You say there is a tendency to assume early-modern philosophers were insincere when referencing theological sources but is there not a case for saying that many such philosophers would have been atheists had atheism not been a punishable offence?
“My book begins with Montaigne and ends with Kant, both of whom said that they may not write all they think, but would never write anything they did not think. I see no evidence for doubting their sincerity here, nor indeed the sincerity in this respect of Descartes, Pascal, Spinoza, Hume or Rousseau.
“We need to be clear, also, that ‘theological’ sources does not necessarily mean ‘theistic’. The very idea, for example, of the self turning within itself to find the truth, is rooted in a theological understanding of the self as finding peace and enlightenment internally, rather than in the world.
“Furthermore, there are many forms of atheism. Spinoza who begins his ethics with a ‘proof’ of existence of God could be accused of atheism because his account of God was not that of the creator of nature, but rather of nature itself. In Spinoza too – and Kant – we find some trace of the later atheism of Marx, Nietzsche and Freud, which understands religious belief in terms of an underlying need or desire.
“The attempt to prove the non-existence of God – Dawkins et al – is for the most part a later development. Importantly, with the possible exception of Hume, an account of God remains significant for the thought of the philosophers of this period. What is most contested philosophically in this period is not the existence of God, but the nature of God.”
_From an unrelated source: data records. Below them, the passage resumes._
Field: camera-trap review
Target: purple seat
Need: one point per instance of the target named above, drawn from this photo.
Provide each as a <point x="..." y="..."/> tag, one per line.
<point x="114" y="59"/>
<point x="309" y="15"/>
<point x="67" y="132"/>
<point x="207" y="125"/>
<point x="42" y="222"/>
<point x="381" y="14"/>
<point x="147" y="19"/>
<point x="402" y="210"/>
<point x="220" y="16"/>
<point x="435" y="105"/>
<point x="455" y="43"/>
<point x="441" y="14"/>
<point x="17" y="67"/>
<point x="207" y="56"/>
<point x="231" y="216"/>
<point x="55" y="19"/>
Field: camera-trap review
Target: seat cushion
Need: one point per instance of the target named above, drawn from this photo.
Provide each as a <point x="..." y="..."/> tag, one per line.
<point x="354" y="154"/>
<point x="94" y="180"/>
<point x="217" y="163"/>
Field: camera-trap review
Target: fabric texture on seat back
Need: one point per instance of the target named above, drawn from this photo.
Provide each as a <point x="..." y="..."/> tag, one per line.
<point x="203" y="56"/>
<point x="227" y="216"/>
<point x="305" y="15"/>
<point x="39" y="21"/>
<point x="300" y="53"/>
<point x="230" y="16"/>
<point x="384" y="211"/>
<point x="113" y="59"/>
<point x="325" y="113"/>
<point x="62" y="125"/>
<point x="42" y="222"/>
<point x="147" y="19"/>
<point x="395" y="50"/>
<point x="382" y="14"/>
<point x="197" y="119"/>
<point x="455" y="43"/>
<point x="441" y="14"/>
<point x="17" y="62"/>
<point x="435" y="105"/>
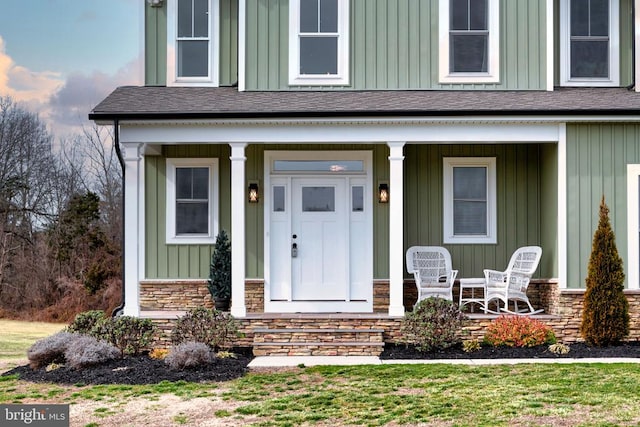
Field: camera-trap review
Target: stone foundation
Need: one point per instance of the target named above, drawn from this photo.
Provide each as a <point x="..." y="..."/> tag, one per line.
<point x="164" y="301"/>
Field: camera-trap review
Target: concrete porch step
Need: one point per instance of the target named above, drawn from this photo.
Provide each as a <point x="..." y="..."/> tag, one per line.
<point x="317" y="342"/>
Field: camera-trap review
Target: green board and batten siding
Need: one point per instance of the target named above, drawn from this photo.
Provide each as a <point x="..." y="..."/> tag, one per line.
<point x="597" y="159"/>
<point x="394" y="45"/>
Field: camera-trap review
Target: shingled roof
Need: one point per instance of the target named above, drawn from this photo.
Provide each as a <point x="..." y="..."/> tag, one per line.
<point x="154" y="102"/>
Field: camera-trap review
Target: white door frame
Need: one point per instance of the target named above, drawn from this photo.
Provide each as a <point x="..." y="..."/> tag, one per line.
<point x="359" y="224"/>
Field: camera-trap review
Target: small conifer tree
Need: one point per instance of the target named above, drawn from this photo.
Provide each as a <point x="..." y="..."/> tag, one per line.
<point x="605" y="316"/>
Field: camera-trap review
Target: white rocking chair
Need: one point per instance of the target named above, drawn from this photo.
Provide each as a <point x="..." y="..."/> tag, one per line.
<point x="431" y="268"/>
<point x="512" y="284"/>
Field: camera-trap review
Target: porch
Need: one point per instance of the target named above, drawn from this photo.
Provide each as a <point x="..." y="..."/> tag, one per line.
<point x="354" y="334"/>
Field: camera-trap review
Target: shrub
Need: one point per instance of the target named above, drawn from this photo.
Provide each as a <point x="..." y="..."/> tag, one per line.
<point x="209" y="326"/>
<point x="189" y="354"/>
<point x="87" y="351"/>
<point x="131" y="335"/>
<point x="433" y="324"/>
<point x="605" y="318"/>
<point x="559" y="348"/>
<point x="50" y="349"/>
<point x="518" y="331"/>
<point x="85" y="322"/>
<point x="471" y="346"/>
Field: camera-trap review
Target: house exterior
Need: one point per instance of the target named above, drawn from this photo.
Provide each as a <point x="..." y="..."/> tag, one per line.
<point x="487" y="124"/>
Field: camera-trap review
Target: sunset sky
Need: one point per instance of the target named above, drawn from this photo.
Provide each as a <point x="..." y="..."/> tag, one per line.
<point x="59" y="58"/>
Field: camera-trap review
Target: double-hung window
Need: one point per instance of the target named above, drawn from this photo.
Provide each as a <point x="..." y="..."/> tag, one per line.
<point x="319" y="42"/>
<point x="589" y="43"/>
<point x="470" y="200"/>
<point x="192" y="35"/>
<point x="192" y="204"/>
<point x="469" y="41"/>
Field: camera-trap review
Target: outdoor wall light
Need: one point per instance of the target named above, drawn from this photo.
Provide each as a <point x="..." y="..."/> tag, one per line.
<point x="383" y="193"/>
<point x="254" y="196"/>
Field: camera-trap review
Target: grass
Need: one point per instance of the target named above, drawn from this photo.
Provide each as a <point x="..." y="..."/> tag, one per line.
<point x="17" y="336"/>
<point x="439" y="395"/>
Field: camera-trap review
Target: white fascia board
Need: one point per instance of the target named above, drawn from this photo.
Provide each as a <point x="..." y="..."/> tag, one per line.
<point x="347" y="132"/>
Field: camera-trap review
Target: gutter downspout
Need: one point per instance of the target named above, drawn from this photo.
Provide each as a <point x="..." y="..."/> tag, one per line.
<point x="116" y="141"/>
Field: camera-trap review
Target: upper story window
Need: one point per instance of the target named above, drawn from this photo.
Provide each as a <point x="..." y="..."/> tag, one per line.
<point x="192" y="200"/>
<point x="319" y="42"/>
<point x="469" y="41"/>
<point x="469" y="196"/>
<point x="589" y="51"/>
<point x="192" y="36"/>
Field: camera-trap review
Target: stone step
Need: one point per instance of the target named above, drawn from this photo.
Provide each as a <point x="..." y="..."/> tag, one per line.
<point x="317" y="342"/>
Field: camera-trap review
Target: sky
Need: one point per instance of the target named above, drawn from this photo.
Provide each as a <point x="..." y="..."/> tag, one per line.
<point x="59" y="58"/>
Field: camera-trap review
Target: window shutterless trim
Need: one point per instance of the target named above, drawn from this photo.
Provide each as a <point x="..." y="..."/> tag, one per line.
<point x="493" y="67"/>
<point x="212" y="79"/>
<point x="449" y="163"/>
<point x="341" y="78"/>
<point x="614" y="48"/>
<point x="170" y="227"/>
How is the age of Anthropocene forcing us to reexamine what it means to be human?
“As I understand it, the modern account of the self was formed in response to the crisis of the medieval world, namely the radical breakdown in the European understanding of God/religion, of the cosmos, of geographical space, of politics, of society, of science. We are living through a time of comparable crises with respect to the environment, democracy, economy, gender and many other domains.
“One of the crucial moves of modernity was that the divine was evacuated from nature and the Medieval distinction of creator and created gave way to the modern distinction of human – as self – and nature. This is no longer tenable.
“In the Anthropocene we have to start not from the projection of the self, but from the expressive totality of the natural world. What I mean by that is that we need to think not just of the human as self, but of all things as being or becoming entities which relate to all others as selves.
“The human self in such a context has to find itself as one kind of self among others within nature. This does not mean reducing the human self to a cog in the machine of nature, but rather to rediscover nature as much more than a machine, as the interacting, interlacing relations of multiple centres of self-expression.
“Just as modernity involved a transformation of the understanding of self, nature and divinity which has led to the Anthropocene, our present crises call for a new understanding not alone of the self, but of nature and divinity too.
“The self which emerges from the present crises needs a humility with respect to nature and a receptivity to a sense for its existence which precedes and envelops it, while remaining free of all dogmatic claims.”